August 20, 2025

Hands-on with Tabsdata: Automating Insurance Claim Processing with Tabsdata and Databricks

Special thanks to Josh Patterson and Patterson Consulting for their collaboration and insights as secondary authors on this piece. You can explore more of their work at pattersonconsultingtn.com

All code for this post can be found here: Ingesting Insurance Claim Data from Gmail into Databricks

Insurance teams depend on timely, accurate claim data to make fast decisions. However, when Third-Party Administrators send claim data as spreadsheets by email, often with mismatched schemas, it creates bottlenecks that slow things down. Engineers end up cleaning and restructuring files instead of building reliable workflows, and business leaders wait longer for insights they need today.

In this post, we’ll show how Tabsdata and Databricks can empower a single engineer to automate an entire insurance claim workflow end-to-end: from collecting claim files straight out of Gmail, to standardizing and enriching them, to publishing clean, versioned data into Databricks for analysis. The result is a workflow that saves time, reduces errors, and gives your claims team the data they need when they need it.

What is Tabsdata

Tabsdata follows a Pub/Sub approach that makes data integration more scalable and flexible than traditional data integration pipelines. Instead of extracting and loading data directly into your data platform, you publish datasets into tables within the Tabsdata Server. From there, Databricks (or any other platform) can subscribe to those tables.

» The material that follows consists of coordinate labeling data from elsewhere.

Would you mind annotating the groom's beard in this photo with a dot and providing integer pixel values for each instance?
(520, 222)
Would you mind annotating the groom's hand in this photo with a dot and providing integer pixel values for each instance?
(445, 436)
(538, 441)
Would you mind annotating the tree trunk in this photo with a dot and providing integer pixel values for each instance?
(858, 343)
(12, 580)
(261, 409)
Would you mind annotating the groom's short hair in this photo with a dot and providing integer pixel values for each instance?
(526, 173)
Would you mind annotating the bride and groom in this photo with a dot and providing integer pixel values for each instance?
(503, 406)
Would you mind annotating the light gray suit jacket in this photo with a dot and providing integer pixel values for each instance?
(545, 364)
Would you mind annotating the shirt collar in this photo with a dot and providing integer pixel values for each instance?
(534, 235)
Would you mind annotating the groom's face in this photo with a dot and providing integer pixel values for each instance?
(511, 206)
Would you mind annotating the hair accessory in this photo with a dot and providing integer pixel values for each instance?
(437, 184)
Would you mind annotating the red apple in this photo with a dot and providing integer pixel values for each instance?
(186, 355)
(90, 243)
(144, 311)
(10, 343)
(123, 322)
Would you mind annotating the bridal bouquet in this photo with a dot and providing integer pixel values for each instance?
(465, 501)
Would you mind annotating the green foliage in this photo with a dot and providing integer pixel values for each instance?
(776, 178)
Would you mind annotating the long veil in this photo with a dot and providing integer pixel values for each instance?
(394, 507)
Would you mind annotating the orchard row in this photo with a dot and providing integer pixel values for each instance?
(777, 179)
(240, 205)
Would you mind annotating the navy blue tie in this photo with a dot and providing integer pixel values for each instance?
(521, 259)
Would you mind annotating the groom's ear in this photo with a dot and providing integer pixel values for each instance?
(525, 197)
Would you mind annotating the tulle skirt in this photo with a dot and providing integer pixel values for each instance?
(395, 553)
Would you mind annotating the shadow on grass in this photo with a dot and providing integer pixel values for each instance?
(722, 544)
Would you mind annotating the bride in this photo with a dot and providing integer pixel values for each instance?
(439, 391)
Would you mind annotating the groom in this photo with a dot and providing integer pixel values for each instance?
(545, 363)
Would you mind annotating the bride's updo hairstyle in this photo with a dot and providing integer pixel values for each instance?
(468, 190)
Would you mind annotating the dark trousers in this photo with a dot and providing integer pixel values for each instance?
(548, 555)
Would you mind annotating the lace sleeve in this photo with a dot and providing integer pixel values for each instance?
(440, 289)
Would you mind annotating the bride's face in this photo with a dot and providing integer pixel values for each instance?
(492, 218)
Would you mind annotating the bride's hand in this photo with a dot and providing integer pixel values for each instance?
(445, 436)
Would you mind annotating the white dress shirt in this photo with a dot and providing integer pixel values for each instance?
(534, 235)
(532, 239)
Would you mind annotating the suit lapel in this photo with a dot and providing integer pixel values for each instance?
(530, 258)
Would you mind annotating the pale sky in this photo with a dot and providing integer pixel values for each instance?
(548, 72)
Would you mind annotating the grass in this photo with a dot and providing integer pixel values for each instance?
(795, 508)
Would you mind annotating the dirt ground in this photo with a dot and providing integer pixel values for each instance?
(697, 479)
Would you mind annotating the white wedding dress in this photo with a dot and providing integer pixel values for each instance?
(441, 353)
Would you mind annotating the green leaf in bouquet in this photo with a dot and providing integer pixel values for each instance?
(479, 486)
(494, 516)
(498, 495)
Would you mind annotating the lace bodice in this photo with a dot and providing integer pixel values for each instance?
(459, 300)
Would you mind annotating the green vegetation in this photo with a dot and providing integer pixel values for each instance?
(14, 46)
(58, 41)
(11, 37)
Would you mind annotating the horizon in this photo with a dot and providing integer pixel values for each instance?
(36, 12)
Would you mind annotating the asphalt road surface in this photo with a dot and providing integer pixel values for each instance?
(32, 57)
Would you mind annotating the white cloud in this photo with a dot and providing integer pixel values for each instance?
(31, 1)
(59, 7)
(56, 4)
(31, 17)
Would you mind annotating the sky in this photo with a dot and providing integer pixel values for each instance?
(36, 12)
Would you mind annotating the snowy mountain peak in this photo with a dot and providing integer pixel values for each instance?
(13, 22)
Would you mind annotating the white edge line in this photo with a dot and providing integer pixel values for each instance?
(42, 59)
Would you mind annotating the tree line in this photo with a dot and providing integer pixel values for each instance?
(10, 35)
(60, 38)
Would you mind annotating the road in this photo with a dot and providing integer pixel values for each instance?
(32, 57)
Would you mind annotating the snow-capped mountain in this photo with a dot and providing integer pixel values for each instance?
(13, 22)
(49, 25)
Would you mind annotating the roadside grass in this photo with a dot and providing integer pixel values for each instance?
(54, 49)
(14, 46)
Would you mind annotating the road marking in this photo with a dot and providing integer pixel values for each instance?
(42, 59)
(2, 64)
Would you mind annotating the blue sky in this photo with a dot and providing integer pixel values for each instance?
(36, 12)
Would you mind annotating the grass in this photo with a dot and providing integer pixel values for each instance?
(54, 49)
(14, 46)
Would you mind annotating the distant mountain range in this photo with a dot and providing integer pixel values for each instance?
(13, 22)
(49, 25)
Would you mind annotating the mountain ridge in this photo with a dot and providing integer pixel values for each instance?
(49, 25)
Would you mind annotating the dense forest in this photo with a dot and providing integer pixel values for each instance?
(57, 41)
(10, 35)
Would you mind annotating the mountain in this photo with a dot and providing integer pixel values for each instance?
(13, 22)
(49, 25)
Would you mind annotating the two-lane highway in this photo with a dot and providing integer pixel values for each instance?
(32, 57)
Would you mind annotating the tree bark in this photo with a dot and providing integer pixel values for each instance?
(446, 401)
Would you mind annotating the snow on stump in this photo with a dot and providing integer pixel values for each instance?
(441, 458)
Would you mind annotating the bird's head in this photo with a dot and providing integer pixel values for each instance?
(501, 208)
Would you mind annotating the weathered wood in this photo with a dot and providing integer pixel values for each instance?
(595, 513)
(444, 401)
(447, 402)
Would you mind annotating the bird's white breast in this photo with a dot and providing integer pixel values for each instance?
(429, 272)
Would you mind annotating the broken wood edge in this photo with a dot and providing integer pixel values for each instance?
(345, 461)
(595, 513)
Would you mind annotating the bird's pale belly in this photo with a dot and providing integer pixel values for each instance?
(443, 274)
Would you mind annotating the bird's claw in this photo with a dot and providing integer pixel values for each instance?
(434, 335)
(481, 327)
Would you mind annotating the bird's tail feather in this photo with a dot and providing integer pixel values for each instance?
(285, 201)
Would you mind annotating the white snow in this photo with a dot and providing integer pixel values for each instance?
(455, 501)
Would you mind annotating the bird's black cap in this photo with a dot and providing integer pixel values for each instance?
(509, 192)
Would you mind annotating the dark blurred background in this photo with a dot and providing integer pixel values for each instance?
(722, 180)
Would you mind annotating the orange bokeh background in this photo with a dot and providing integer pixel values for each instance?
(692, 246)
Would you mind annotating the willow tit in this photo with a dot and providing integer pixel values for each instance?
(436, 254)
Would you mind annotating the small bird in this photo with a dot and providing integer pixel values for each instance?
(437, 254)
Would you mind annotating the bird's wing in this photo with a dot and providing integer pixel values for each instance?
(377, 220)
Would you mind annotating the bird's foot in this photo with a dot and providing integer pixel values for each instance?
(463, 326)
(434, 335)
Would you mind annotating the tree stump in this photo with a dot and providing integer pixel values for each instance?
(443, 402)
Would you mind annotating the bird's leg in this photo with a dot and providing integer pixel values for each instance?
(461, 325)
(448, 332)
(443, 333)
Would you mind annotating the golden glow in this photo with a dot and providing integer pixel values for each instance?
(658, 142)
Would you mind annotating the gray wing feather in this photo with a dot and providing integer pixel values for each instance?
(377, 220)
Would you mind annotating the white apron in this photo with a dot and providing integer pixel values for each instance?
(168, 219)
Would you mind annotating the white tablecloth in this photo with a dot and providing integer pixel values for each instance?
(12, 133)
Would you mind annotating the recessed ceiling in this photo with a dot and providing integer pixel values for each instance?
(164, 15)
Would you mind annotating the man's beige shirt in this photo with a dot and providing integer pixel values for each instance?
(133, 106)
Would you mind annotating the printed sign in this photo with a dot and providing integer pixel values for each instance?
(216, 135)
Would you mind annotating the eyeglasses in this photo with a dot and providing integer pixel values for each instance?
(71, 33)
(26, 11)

Between publishing and subscribing, you can add transformation steps to clean, enrich, or reshape the data as needed. Each step in this workflow is implemented as a Tabsdata Function, which is a simple Python function that either reads from or loads data into Tabsdata Tables.

Functions can be triggered manually or automatically when new data needs to be processed. Every run of a function creates a new version of its table, and all versions of all tables are stored in the server. That means you can sample past versions of your tables at any point in time, making time travel, auditing, and debugging straightforward and easy.

Why Tabsdata

Tabsdata provides seamless ingestion and transformation capabilities while giving you significant advantages in lineage, governance, and orchestration.

Every Tabsdata Table is automatically versioned and stores the full history of both its data and schema. When a new version of a table is created, Tabsdata infers the schema directly from the data being written, removing the need to define or enforce a schema in advance. This approach preserves the metadata and semantics of your source data, gives you clear visibility into how that data evolves over time, and enables you to address schema drift proactively instead of managing it defensively. Together these features create a complete, meaningful timeline that shows how your data changes over time, when those changes occur, and what those changes mean.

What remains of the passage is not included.